#MillionStudentMarch: Students rally to demand free tuition in U.S. public colleges, protest loan debts

Students in various university campuses in the United States held demonstrations on Thursday to demand tuition-free public colleges and protest against student loan debts.

"The United States is the richest country in the world, yet students have to take on crippling debt in order to get a college education," according to the Million Student March website. "We need change, and change starts in the streets when the people demand it. With students, college graduates, and workers united we can build a movement capable of winning debt-free college for all and a $15 minimum wage for all campus workers!"

The demonstrations were planned two days after fast-food workers also rallied in the U.S. to push for a $15-an-hour minimum wage and union rights, Reuters reported.

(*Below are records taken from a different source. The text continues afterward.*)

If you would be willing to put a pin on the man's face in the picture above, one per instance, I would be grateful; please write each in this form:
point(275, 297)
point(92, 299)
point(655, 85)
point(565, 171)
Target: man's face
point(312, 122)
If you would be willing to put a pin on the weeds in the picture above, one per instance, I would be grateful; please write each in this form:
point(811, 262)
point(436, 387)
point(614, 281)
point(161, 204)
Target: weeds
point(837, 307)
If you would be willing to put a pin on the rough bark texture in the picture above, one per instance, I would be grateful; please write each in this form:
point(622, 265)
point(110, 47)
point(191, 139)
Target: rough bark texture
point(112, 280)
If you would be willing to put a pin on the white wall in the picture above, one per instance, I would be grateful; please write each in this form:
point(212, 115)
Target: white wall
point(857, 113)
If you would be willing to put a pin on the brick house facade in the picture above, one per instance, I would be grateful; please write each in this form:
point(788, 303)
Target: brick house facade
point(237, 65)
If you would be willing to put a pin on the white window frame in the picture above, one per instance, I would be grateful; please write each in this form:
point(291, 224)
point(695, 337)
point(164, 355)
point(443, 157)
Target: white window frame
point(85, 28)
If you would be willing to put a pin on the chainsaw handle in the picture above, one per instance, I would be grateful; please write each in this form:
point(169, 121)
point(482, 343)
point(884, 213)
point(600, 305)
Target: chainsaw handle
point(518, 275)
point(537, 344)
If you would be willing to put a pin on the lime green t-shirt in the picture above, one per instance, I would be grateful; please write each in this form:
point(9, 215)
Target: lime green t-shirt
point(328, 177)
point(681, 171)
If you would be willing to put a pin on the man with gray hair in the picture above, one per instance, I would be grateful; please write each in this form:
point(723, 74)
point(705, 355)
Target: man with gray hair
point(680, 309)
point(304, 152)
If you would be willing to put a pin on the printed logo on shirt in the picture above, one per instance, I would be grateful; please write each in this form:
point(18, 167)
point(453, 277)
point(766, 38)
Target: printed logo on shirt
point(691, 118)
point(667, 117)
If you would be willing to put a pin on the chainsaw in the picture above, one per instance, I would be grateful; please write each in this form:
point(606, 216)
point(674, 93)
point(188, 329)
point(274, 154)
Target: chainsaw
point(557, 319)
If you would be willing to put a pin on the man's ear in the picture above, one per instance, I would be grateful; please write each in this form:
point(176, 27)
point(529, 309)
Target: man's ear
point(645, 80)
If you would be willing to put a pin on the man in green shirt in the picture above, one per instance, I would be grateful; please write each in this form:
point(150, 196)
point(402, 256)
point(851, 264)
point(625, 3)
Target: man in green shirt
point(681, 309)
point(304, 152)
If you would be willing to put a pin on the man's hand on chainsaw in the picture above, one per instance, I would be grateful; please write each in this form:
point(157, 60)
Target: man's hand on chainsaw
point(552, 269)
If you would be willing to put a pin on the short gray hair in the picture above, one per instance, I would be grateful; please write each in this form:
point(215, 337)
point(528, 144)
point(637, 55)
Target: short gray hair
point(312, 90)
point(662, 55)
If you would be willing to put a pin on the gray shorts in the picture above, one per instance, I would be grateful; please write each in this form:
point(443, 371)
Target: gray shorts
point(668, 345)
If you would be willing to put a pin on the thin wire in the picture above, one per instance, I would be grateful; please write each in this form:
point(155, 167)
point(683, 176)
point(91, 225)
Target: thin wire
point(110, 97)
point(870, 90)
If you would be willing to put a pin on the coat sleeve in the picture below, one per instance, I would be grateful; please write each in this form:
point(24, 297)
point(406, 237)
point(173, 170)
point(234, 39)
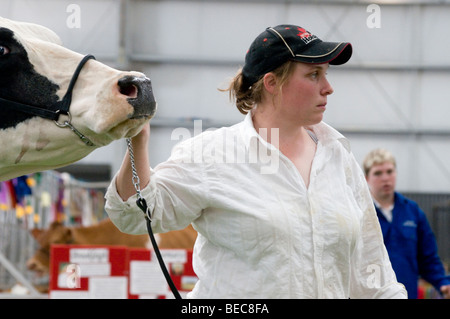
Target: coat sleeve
point(430, 265)
point(372, 273)
point(176, 195)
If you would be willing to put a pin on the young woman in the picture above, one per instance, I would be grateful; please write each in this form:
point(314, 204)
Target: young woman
point(281, 207)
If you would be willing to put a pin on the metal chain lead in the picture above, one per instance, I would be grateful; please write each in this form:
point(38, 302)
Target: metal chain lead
point(135, 178)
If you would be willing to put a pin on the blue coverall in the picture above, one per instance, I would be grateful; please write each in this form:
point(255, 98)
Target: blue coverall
point(411, 246)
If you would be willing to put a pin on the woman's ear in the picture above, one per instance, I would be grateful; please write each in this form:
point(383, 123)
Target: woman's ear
point(271, 83)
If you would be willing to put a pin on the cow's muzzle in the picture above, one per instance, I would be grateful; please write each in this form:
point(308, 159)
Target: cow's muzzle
point(139, 94)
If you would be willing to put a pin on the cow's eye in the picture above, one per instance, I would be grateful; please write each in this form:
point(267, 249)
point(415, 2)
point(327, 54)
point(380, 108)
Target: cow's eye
point(4, 50)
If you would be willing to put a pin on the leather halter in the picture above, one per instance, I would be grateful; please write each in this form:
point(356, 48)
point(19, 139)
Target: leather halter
point(62, 107)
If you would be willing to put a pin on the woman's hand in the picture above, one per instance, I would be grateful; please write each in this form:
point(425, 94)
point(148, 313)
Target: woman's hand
point(124, 183)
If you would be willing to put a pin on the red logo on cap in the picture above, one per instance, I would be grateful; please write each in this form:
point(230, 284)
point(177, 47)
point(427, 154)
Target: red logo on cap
point(303, 33)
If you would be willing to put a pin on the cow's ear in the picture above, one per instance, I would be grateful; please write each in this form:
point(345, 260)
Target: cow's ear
point(36, 232)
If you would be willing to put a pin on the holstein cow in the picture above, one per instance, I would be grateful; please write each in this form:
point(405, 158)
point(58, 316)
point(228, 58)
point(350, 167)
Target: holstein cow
point(57, 106)
point(103, 233)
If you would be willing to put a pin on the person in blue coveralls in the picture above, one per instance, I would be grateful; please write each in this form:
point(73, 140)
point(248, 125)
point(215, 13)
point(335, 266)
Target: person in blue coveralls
point(407, 234)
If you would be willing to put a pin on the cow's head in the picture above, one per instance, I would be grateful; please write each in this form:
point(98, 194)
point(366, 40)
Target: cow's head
point(36, 70)
point(57, 233)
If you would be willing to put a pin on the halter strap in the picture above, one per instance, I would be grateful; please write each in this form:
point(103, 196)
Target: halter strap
point(62, 107)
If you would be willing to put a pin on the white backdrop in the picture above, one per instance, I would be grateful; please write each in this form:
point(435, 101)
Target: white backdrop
point(394, 92)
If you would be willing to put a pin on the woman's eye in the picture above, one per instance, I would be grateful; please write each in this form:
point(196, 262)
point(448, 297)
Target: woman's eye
point(4, 50)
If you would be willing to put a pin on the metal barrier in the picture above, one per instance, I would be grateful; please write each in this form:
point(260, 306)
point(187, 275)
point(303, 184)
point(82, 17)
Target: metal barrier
point(34, 202)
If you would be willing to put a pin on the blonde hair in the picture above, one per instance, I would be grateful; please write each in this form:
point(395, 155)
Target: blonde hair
point(376, 157)
point(246, 98)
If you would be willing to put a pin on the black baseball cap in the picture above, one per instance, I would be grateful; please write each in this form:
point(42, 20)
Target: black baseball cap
point(277, 45)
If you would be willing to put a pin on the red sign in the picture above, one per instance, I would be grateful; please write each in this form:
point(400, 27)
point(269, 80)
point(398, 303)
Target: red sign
point(110, 272)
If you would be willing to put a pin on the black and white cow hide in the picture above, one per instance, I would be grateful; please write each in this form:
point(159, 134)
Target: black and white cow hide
point(35, 69)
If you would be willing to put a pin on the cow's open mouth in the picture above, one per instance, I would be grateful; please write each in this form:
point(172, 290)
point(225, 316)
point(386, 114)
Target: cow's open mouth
point(130, 90)
point(140, 117)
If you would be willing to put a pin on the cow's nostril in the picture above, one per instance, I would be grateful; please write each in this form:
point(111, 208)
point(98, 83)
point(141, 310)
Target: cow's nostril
point(129, 90)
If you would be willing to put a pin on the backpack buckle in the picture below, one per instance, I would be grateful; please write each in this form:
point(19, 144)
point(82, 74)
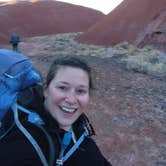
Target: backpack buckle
point(59, 162)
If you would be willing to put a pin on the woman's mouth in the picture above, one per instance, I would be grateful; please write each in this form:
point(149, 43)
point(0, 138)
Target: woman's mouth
point(68, 110)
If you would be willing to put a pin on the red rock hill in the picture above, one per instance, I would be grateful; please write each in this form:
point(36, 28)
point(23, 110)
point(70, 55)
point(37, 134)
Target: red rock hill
point(139, 22)
point(44, 17)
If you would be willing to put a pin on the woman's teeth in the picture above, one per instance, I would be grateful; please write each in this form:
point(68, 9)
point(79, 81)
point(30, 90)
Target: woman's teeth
point(70, 110)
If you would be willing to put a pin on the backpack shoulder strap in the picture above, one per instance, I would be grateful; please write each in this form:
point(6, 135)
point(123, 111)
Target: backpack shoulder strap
point(62, 158)
point(35, 119)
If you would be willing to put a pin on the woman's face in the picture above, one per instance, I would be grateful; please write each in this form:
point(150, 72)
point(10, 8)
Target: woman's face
point(67, 95)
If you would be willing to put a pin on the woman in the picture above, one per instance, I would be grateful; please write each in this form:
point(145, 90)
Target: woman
point(66, 140)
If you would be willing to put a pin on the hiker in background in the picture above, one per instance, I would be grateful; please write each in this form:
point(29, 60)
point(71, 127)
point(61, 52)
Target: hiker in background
point(61, 106)
point(14, 40)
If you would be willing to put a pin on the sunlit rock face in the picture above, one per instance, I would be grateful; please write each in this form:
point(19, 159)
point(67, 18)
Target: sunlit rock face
point(42, 17)
point(138, 22)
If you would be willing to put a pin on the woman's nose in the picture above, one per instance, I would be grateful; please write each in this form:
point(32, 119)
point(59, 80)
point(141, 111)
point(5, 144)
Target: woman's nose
point(71, 97)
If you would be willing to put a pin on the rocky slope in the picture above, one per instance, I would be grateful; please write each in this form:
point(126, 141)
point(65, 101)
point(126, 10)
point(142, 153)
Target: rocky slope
point(42, 17)
point(128, 108)
point(140, 22)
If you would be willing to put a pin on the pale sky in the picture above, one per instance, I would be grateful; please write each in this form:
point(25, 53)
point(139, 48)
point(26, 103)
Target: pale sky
point(103, 5)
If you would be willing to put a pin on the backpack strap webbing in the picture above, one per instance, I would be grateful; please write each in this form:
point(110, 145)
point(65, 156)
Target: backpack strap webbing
point(62, 158)
point(32, 140)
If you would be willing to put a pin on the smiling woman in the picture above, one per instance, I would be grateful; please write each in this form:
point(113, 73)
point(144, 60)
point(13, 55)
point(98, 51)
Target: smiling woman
point(67, 137)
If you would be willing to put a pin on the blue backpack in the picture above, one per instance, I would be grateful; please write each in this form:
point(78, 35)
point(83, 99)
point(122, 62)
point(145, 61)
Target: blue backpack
point(16, 76)
point(15, 38)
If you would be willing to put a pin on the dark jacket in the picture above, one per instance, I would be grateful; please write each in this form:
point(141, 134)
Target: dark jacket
point(16, 150)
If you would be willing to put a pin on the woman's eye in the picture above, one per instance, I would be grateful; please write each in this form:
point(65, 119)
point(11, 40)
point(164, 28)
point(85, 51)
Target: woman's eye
point(81, 91)
point(63, 88)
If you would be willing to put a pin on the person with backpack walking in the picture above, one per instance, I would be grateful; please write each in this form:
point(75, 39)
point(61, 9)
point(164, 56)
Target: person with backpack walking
point(14, 40)
point(62, 132)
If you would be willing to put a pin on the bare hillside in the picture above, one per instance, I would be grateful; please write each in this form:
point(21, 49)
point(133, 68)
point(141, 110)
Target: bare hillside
point(128, 107)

At Northeastern University in Boston, about 50 students from different colleges carried signs that read "Degrees not receipts" and "Is this a school or a corporation?"

Elan Axelbank, a third year Northeastern student and co-founder of the movement, said, "The student debt crisis is awful. Change starts when people demand it in the street. Not in the White House."

The hashtag #MillionStudentMarch trended worldwide on Twitter and photos of the demonstrations were uploaded on social media including at Texas State, the University of Massachusetts at Amherst and Depaul University in Chicago.

Students at the University of California-Berkeley posted placards to show their student loan debts that amount to as much as $100,000.

The U.S. Consumer Financial Protection Bureau said the total U.S. student loan debt stood at $1.2 trillion from less than $600 billion in 2006.

Presidential candidates offer differing solutions of the issues.

Florida U.S. Senator Marco Rubio, said he would establish an income-based repayment system for federal student loans while Hillary Clinton said she would increase access to tuition grants, allow graduates to refinance loans at lower interest rates and streamline income-based repayment systems.